カードの世界観を「自分の心を映す鏡」にすることで、普段は閉じ込めていた本音が引き出され、誰の意見でもない「私は今後こう過ごしたい」という現実的なメッセージを受け取ることができます。
タロットが持つ深い哲学や世界観をじっくり学びながら、それを今の自分に重ね合わせて、着実に自分軸を育てていきたい方に最適なカードです。

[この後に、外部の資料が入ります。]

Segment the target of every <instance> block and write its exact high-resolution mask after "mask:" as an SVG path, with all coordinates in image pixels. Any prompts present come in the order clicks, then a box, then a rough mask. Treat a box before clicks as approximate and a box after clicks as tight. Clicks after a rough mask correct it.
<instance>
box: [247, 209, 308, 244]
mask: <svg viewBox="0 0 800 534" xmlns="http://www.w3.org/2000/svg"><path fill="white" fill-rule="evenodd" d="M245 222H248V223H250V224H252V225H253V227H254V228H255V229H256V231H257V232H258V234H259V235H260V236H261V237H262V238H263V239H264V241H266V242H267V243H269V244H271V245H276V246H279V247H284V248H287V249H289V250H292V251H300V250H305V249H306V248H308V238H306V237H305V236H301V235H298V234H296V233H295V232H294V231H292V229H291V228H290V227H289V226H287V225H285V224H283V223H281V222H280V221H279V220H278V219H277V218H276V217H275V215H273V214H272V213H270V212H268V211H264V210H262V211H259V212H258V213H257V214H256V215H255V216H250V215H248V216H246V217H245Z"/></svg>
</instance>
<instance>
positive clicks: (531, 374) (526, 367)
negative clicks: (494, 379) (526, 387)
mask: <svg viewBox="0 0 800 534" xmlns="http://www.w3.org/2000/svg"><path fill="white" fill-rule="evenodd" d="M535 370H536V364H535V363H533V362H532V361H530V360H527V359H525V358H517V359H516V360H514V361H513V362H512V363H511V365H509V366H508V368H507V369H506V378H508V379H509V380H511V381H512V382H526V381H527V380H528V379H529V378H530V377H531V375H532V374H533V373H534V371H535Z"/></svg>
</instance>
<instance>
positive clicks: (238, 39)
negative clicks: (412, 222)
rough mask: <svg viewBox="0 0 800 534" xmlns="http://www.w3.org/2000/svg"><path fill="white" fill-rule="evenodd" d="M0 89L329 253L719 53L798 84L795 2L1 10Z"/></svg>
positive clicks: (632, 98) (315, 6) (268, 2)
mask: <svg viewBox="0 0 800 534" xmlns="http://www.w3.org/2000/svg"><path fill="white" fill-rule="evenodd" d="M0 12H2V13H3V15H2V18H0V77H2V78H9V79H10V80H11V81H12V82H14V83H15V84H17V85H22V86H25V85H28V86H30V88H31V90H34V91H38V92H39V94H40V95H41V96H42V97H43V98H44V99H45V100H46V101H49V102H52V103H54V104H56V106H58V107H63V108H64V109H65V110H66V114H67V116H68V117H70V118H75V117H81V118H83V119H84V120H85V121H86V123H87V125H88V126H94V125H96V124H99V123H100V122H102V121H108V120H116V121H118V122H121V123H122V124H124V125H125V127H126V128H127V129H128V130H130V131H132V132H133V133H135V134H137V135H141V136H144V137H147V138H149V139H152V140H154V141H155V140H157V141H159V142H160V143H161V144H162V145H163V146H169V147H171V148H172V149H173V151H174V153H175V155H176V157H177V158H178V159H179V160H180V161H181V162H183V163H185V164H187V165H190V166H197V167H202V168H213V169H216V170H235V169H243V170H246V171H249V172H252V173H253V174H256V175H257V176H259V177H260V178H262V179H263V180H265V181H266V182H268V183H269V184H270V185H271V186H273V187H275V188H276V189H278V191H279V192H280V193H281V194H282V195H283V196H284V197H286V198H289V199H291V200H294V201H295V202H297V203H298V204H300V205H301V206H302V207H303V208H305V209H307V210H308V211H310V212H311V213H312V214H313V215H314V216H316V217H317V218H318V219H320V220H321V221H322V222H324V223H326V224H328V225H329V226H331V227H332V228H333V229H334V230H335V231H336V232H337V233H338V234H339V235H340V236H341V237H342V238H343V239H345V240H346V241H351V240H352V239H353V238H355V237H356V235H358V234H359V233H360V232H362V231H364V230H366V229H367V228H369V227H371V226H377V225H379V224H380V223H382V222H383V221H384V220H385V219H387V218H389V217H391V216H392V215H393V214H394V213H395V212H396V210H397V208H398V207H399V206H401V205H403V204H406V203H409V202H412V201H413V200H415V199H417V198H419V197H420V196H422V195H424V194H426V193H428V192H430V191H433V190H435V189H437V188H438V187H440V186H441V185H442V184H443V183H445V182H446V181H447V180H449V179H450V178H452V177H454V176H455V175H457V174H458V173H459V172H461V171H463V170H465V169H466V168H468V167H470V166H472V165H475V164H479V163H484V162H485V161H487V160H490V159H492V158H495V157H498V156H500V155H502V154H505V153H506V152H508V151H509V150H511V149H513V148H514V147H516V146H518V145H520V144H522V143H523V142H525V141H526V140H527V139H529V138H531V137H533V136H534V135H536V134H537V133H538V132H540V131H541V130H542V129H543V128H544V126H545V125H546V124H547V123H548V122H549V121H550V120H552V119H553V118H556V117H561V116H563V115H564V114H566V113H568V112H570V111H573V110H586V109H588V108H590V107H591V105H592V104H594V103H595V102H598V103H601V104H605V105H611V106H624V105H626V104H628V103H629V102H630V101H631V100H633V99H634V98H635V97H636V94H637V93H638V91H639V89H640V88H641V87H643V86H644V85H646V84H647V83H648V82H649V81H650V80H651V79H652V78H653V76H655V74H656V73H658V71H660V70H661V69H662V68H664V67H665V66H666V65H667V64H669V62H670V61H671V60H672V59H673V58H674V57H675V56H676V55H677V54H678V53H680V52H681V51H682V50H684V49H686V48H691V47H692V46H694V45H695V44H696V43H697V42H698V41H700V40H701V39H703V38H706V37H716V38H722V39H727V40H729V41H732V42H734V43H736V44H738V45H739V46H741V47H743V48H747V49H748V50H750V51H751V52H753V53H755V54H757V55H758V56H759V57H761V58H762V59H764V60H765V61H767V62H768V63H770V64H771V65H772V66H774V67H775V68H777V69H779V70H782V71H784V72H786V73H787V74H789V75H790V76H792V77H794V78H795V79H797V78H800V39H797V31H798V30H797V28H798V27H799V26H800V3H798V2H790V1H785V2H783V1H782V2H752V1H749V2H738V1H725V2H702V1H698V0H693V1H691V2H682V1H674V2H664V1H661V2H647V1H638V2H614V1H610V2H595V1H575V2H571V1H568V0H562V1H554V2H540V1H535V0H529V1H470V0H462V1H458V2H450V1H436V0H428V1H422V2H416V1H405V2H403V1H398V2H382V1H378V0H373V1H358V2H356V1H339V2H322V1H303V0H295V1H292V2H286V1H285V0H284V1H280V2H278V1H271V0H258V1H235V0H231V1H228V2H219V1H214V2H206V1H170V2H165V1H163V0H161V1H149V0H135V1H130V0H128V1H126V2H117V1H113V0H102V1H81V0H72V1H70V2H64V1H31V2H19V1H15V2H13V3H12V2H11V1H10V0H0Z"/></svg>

私のお気に入り:親しみやすさと癒やしを兼ね備えた『白猫タロット』
歴史的な二大定番タロットカードに加えて、私が個人的に愛用している『白猫タロット』です。
先ほどご紹介した「ウェイトスミスタロット」の持つ伝統的な物語や構造をベースにしながら、登場人物がすべて愛らしい「白猫」に置き換わって描かれています。
タロットカードの中には、「なんだか絵柄がシリアスで、悪い意味だったらどうしよう……」と身構えてしまうこともあるかもしれません。白猫タロットカードは、親しみやすい白猫たちが優しくカードの世界観を表現してくれています。
「タロットカードの絵が怖い」と感じる方に最適です。伝統的な構造はそのままなので、ゆくゆくはマルセイユタロットやウェイトスミスタロットにも触れたいという方に、ぜひ手にとっていただきたいカードです。